Secundo, d’où viennent-ils ? Selon les témoignages des habitants, qui avaient repéré certains terroristes, ces derniers n’avaient pas l’air de bien connaitre les lieux. Le premier terroriste a été surpris dans un jardin ! Donc, ils viendraient de Syrie ou d'une autre région du Liban, principalement d'Ersal. Cela étant, ils pouvaient très bien venir des camps de réfugiés situés dans les faubourgs de la ville. Les ceintures (qui auraient été utilisées dans la vague matinale) et les sacs à dos d'explosifs (qui auraient été aperçus dans la vague nocturne) ont probablement été fabriquées et ramenées de Syrie (on ne trouve pas de la TNT dans les champs quand même) et stockées en sécurité n'importe où, dans les camps de réfugiés par exemple. En tout cas, ce genre d’opérations criminelles impliquant une dizaine de terroristes, n’aurait pas pu se faire sans complicité avec des gens des camps de réfugiés à proximité. Il y a déjà un moment que les responsables et les habitants de la région, comme Bachir Matar, le nouveau président de la municipalité de Qaa (dont le père a été exécuté en 1978), mettent en garde les autorités libanaises sur la mue dangereuse des camps de réfugiés syriens de Qaa en « Ain el-Heloui » (camp de réfugiés palestiniens au Sud-Liban qui échappe totalement à la souveraineté libanaise depuis sa création en 1948) et en « Nahr el-Bared » (camp de réfugiés palestiniens au Nord-Liban, créé en 1949 ; il fut transformé en forteresse terroriste par le groupe syro-libano-palestinien Fatah el-Islam, dont la neutralisation en 2007 a coûté la vie à 168 militaires libanais). Est-ce qu'il y aurait de l'exagération ? En tout cas, une chose est hautement probable, si l’équipe matinale est venue de Syrie, celle du soir était a priori sur place car elle n’avait pas le temps et la possibilité de faire le trajet.
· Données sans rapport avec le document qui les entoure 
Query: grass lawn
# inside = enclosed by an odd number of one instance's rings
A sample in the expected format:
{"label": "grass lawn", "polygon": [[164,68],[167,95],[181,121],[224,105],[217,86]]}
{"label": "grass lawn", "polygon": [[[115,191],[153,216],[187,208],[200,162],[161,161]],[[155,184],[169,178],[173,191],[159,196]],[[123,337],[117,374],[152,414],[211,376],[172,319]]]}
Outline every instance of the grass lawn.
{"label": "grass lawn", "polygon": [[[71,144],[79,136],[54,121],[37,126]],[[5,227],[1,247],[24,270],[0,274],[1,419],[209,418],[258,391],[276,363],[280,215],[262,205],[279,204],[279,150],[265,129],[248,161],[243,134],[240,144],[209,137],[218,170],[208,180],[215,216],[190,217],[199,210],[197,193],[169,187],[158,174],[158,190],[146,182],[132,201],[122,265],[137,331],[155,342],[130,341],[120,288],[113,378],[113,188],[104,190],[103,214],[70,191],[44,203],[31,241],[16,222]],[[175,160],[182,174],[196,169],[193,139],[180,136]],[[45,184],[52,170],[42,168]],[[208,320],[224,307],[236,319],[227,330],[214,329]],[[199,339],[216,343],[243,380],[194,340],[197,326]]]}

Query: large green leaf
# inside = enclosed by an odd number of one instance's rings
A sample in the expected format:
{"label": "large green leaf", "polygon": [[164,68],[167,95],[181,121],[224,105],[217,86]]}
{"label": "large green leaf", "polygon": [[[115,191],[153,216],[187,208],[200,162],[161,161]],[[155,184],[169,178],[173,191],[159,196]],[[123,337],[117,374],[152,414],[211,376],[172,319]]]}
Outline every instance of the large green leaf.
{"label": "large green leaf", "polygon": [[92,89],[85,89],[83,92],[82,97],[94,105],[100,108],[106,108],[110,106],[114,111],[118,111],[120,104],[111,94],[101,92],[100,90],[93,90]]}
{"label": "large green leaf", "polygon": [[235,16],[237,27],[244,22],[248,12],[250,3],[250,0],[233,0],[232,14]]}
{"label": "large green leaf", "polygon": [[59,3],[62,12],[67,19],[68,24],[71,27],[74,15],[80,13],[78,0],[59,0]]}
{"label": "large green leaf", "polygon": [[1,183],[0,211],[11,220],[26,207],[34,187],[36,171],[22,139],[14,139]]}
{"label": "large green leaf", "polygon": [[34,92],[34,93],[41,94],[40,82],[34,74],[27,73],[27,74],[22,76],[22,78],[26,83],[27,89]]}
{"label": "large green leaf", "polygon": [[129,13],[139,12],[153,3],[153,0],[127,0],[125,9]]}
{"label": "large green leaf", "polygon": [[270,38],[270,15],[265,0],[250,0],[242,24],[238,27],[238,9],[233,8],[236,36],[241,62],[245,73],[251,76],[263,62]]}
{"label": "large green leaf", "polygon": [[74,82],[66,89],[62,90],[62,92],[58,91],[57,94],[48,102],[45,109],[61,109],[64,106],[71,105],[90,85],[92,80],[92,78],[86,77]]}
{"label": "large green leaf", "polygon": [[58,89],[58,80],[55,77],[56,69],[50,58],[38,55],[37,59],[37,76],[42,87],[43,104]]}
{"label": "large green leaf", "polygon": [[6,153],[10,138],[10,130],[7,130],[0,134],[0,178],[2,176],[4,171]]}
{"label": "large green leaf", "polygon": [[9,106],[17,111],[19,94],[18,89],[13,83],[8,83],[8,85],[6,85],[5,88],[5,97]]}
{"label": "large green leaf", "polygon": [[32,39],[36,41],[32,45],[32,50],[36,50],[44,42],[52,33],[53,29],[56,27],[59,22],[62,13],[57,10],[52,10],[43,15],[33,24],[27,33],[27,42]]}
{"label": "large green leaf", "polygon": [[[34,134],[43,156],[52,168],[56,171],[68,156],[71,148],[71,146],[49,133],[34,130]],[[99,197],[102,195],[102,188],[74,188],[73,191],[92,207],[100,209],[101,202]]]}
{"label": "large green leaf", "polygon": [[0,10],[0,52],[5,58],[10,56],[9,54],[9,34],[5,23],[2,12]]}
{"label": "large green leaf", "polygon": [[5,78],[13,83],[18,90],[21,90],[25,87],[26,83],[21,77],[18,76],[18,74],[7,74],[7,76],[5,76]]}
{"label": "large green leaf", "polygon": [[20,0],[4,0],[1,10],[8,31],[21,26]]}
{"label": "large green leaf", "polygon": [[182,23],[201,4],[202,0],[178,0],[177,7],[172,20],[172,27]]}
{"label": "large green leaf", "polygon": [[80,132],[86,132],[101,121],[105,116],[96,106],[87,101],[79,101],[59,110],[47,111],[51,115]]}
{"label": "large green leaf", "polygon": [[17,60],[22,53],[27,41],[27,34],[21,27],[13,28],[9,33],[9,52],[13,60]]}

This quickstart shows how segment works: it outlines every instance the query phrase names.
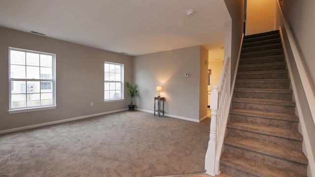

Tertio, qu’est-ce qu’ils voulaient faire au juste ? Difficile d’y répondre sauf si on procède par logique et par élimination. Est-ce que les terroristes visaient vraiment les habitants chrétiens ? Non catégorique. Ça n’a aucun sens. On a vu que tout laisse à penser que l’actionnement des explosives lors de la vague matinale s’est fait prématurément. La vague du soir est plus le résultat d’un vent de panique, après le fiasco du matin, la chasse à l’homme-terroriste par les habitants et le passage de la région au peigne fin par l’armée libanaise. Pour effrayer la population, il aurait suffi de cacher des engins explosifs dans les poubelles ou sous les voitures, piéger des mobylettes, attendre les rassemblements populaires pour la fête de Saint-Elie dans quelques semaines, etc. Est-ce que les terroristes visaient Dahiyé ou d’autres régions chiites ? Non encore plus catégorique. Ces criminels ne sont pas venus par mobylette dans la ville de Qaa, pour prendre le bus à la première heure du matin pour se rendre à Beyrouth ou à Baalbek, et se faire sauter. Ça n’a aucun sens, non plus.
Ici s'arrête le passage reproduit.